The Power to Forgive

Suppose you have all the power in the world to address those who have wounded you.

1. You can forgive them and teach them how to live rightly.
2. You can harm them, exacting vengeance on them so they experience your pain.

Which do you choose?

This is a story of Noah.

Here is the setup:
There are Four Characters
There is Deception
There is Nakedness
There is Shame
There is a telling (Who told you that you were naked?)
There is Curse and Covering / Covering and Curse

Genesis 3 and Genesis 9 include these same elements in almost the exact same order

In Genesis 3 we have FOUR CHARACTERS: God, Adam, Eve & the serpent. There is DECEPTION, causing disobedience which leads to seeing their NAKEDNESS. They are ASHAMED. There is a (TELLING OF NAKEDNESS: who told you?). God CURSES the serpent & the ground, and then COVERS Adam & Eve.

In Genesis 9, we have FOUR CHARACTERS: Noah, Shem, Japheth & Ham. There is DECEPTION (Proverbs 20:1 links deception to wine) which leads to seeing Noah’s NAKEDNESS. He is SHAMED by his son Ham to his brothers as there is a (TELLING OF NAKEDNESS). The brothers COVER Noah, and then Noah CURSES Ham’s son.

Rabbi Marty Solomon, quoting Rabbi Fohrman sees a clear link here. He suggests Noah was familiar with the story of Genesis 3, and he could have learned the lesson: God cursed a wicked thing and forgave the ones who disobeyed.

Instead, Noah curses the one who shamed him, even after the brothers cover him.

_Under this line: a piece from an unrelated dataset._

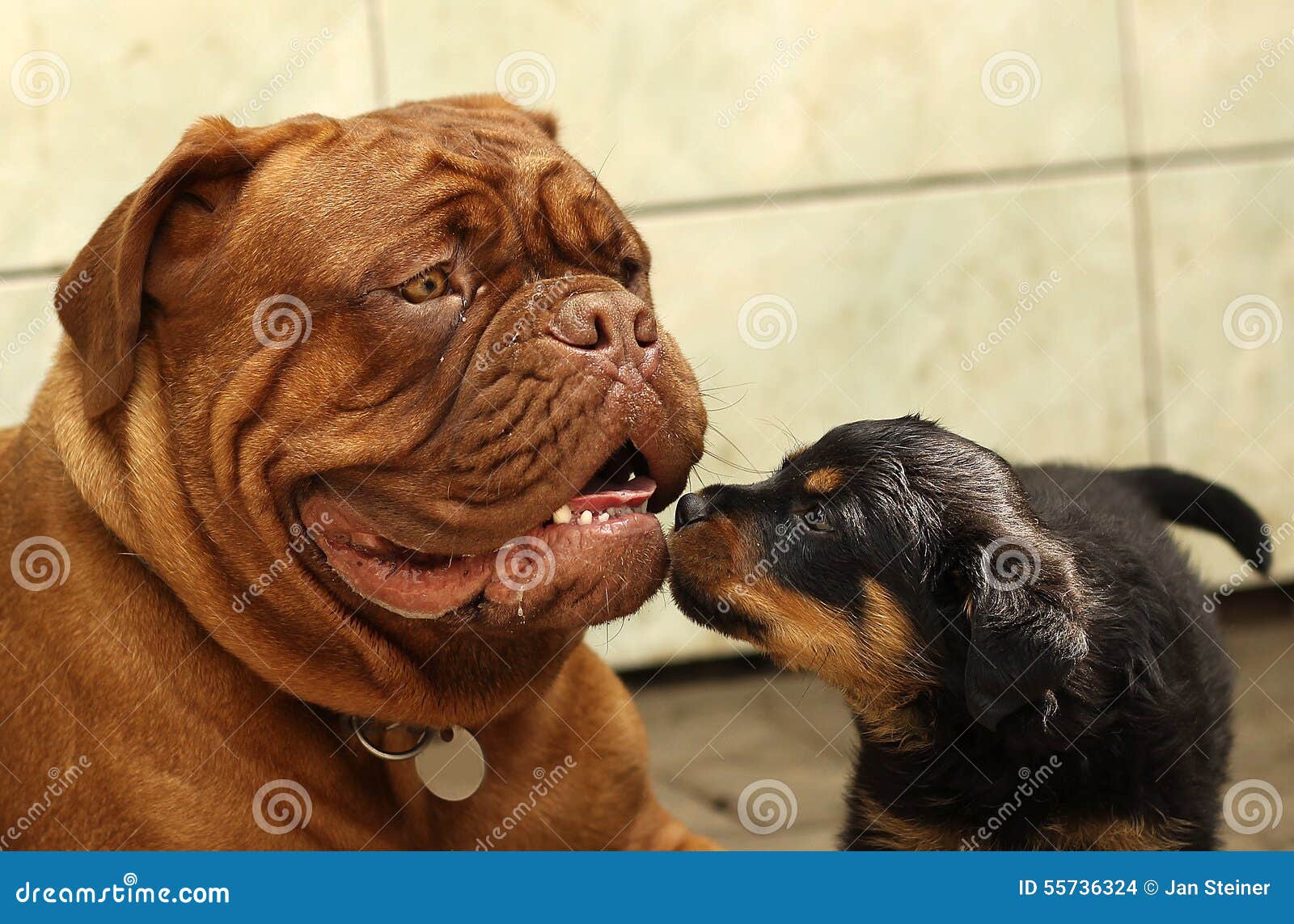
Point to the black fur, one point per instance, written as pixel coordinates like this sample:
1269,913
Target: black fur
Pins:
1097,652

In this view, Noah is even reminded about the covering by his sons before he launches into vengeance. He had every opportunity to stop and remember God’s handling of Adam and Eve. He could have forgiven them and covered their shame.

But he choses violence instead.

I’m tempted to fault Noah here, but given the power to forgive, taking the pain on myself or the chance to exact vengeance where I can inflict my pain back on them (7-times? 77-times?), how often do I fail to forgive?

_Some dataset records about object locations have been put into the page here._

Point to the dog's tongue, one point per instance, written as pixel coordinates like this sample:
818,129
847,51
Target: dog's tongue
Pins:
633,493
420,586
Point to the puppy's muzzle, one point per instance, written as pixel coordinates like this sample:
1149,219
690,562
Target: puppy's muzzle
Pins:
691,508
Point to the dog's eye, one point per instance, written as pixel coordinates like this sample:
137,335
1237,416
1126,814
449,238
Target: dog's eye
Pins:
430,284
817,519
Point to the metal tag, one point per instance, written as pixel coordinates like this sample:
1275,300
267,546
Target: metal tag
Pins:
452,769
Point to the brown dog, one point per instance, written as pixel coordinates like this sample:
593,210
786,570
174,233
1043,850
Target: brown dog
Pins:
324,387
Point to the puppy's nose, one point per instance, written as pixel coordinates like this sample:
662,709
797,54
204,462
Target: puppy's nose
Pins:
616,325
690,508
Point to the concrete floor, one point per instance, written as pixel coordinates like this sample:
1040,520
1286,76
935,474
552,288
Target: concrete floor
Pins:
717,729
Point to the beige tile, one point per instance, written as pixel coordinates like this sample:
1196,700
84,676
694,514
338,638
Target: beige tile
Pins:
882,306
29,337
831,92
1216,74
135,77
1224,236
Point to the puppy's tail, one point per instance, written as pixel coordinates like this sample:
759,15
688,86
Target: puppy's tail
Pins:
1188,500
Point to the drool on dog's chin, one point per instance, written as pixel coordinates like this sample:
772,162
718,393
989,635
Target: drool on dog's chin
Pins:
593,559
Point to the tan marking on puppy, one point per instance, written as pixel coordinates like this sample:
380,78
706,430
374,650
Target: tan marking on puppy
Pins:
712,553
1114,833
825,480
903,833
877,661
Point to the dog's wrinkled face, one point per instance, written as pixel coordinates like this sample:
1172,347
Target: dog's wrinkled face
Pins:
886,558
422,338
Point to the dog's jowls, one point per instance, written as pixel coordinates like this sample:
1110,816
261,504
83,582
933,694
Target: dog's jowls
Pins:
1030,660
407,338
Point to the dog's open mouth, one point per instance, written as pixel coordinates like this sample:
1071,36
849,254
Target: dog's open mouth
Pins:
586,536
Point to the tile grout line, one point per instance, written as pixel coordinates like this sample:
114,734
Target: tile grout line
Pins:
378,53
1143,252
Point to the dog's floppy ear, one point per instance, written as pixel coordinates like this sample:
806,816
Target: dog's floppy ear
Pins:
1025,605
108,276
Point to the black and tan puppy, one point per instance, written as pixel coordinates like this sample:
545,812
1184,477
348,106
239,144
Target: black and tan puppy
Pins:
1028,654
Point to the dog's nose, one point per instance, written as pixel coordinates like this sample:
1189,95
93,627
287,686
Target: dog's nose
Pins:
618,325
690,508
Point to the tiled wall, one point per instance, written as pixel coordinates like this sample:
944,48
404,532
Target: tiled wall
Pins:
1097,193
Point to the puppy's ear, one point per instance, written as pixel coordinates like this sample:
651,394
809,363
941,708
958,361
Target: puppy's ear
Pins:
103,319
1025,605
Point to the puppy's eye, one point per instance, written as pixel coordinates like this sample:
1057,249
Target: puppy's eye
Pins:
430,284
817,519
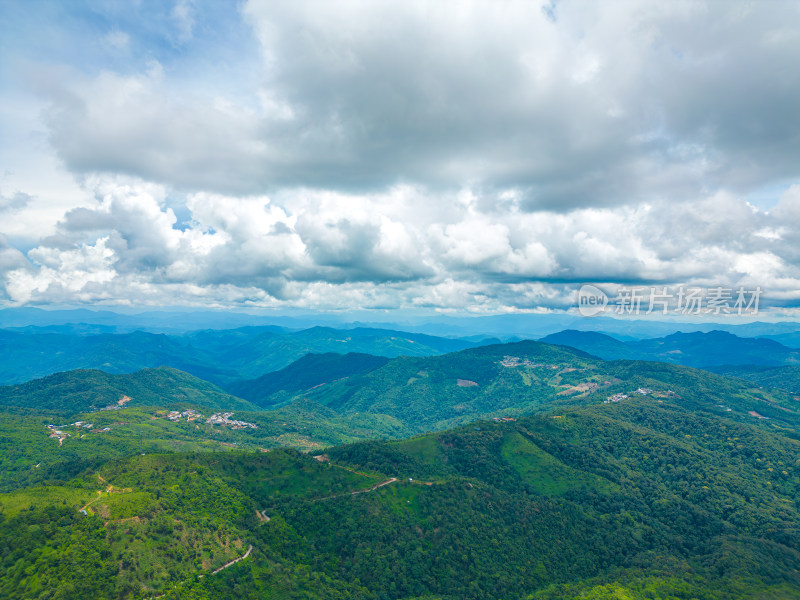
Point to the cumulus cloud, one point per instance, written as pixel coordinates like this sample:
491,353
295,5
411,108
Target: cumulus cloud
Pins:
326,250
472,155
605,104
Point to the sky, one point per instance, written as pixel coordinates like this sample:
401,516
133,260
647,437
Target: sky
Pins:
455,157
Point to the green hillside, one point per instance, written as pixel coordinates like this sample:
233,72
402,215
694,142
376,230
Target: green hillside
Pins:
219,356
506,380
639,499
308,372
87,390
786,377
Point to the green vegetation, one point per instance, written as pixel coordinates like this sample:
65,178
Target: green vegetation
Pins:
687,486
85,390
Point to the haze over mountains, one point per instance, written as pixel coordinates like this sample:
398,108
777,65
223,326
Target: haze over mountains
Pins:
695,349
324,462
542,472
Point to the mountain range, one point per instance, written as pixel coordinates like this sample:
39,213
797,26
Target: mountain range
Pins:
526,470
694,349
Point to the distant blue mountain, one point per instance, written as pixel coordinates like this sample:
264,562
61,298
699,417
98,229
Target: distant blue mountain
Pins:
695,349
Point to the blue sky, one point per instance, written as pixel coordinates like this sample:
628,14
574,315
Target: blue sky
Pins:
420,156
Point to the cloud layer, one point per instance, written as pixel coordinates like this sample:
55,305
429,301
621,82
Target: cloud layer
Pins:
472,155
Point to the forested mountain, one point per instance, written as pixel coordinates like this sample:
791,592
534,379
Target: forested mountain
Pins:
786,377
87,390
702,350
643,498
219,356
306,373
566,476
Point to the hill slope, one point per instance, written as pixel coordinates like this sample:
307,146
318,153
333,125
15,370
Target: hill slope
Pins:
87,390
643,498
305,373
220,356
702,350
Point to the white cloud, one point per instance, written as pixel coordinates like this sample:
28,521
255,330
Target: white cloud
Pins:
471,155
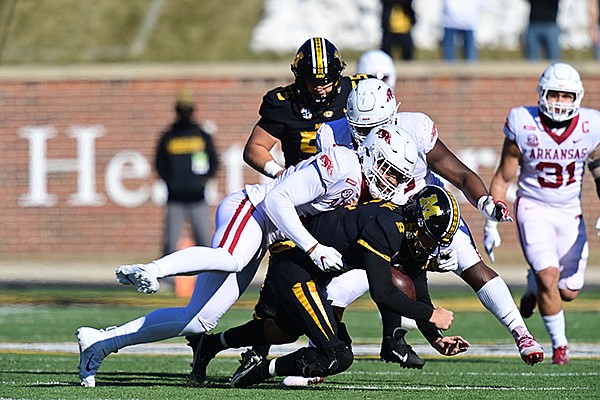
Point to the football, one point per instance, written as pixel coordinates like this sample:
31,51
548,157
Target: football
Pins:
404,283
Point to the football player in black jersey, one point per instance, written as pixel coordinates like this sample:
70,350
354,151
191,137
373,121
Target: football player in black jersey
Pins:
373,236
292,114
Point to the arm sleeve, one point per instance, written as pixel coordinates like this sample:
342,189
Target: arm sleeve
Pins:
384,293
301,187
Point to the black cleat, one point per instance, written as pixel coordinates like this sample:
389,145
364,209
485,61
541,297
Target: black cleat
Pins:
206,349
396,350
253,370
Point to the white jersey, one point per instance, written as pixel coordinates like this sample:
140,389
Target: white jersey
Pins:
339,184
422,129
552,166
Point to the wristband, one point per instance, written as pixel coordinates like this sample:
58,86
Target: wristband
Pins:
272,168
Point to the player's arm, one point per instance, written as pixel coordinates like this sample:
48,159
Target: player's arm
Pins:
385,294
257,152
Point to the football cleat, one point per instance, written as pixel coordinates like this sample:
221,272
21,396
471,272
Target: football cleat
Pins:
138,275
560,355
204,352
528,302
395,349
91,354
530,350
302,381
253,370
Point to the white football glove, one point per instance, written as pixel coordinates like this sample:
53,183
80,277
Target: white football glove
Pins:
491,238
493,210
445,261
327,258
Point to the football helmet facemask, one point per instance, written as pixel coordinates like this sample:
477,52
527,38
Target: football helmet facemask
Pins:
435,216
379,64
371,103
388,157
560,77
318,62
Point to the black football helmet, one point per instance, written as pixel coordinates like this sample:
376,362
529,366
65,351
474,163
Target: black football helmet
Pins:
318,61
433,216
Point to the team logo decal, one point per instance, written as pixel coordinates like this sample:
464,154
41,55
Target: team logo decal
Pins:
327,164
347,193
385,135
533,141
306,113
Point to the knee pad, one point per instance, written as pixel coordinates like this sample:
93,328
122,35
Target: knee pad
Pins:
314,362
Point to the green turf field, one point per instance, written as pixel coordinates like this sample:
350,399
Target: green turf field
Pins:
53,316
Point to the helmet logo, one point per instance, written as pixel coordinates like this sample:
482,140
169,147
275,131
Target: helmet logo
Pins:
390,94
326,162
429,206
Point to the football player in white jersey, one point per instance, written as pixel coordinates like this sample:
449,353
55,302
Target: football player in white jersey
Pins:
372,103
550,143
247,221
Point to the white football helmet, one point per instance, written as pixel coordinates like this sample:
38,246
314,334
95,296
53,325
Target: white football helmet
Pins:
379,64
371,103
560,77
388,157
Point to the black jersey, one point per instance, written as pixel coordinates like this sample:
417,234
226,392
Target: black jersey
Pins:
284,116
371,236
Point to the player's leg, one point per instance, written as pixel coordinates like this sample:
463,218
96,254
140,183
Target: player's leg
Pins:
302,307
238,236
557,250
493,293
200,221
213,294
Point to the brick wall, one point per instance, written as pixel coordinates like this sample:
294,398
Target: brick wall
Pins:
128,107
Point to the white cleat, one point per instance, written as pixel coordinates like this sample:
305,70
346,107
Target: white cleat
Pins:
302,381
91,354
138,275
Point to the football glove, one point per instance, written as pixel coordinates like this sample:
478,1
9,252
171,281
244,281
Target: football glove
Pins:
493,210
445,261
491,238
327,258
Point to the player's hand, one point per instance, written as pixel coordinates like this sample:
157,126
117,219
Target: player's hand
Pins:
442,318
445,261
327,258
493,210
491,238
451,345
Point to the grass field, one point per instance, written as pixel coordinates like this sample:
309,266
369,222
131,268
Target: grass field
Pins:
52,316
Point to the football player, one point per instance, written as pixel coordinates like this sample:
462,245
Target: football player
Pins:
247,221
550,144
373,237
293,113
372,103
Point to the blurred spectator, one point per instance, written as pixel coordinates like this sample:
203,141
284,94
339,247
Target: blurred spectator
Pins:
397,20
594,17
459,20
379,64
542,32
186,159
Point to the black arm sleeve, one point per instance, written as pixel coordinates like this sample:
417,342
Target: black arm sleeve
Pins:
429,330
384,293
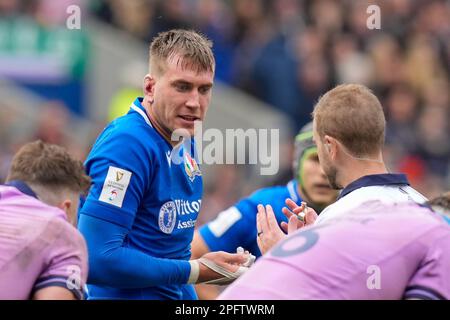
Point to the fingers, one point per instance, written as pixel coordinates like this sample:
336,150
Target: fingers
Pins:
294,224
284,226
293,206
271,220
262,219
288,213
310,216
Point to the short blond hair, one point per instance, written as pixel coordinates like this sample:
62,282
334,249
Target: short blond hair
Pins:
193,49
49,166
352,114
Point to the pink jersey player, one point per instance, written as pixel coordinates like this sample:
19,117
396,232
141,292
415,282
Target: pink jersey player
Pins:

This is a story about all of us. And here, we are shown the consequence of what happens when we fail to forgive.

By cursing Canaan, an entire people are subjected and enslaved. This curse is so great that Israel’s suffering is largely because of the generations of Canaan that live in the Promised Land.

Perhaps generational curses are the result of unforgiveness.

Perhaps forgiveness changes the world.

Loving the Dirt

Genesis is full of patterns, and a break in a pattern is meant to call your attention to it.

There’s a break in the pattern with Noah, and it is profound.

In Genesis 5, we have this repeating pattern in the genealogy. A person was born, they had a son, then they had other sons and daughters, and then they died. Over and over again, from Adam to Lamech.

But not so with Noah.

You might first think, “Well, of course not with Noah. Noah is still alive by the end of Genesis 5,” and you’d be right. He is.

But jump to the end of Genesis 9, and what do you see?

After the flood Noah lived 350 years. Noah lived a total of 950 years, and then he died.
Genesis 9:28-29 (NIV)

Where is the “and had other sons and daughters?” It’s missing.

Remember – the pattern (and deviations from it) IS the story. And in the case of children, it is explicitly tied to the blessing of “be fruitful and multiply” in Genesis 9:7.

But Noah is not fruitful. He does not multiply. This is meant to catch your attention.

The rabbis wondered about this. In the Midrash, one teaching suggests Ham’s sin wasn’t about “shaming dad’s nakedness,” but rather was about castration. In doing this, he prevented Noah from having more children. So Noah retaliates against Ham’s child.

Another view points to Leviticus, where the phrase “your father’s nakedness” comes into view, and it’s associated with sleeping with your father’s wife, although this is generally about a second wife, and not one’s own mother. But maybe Ham is Oedipus?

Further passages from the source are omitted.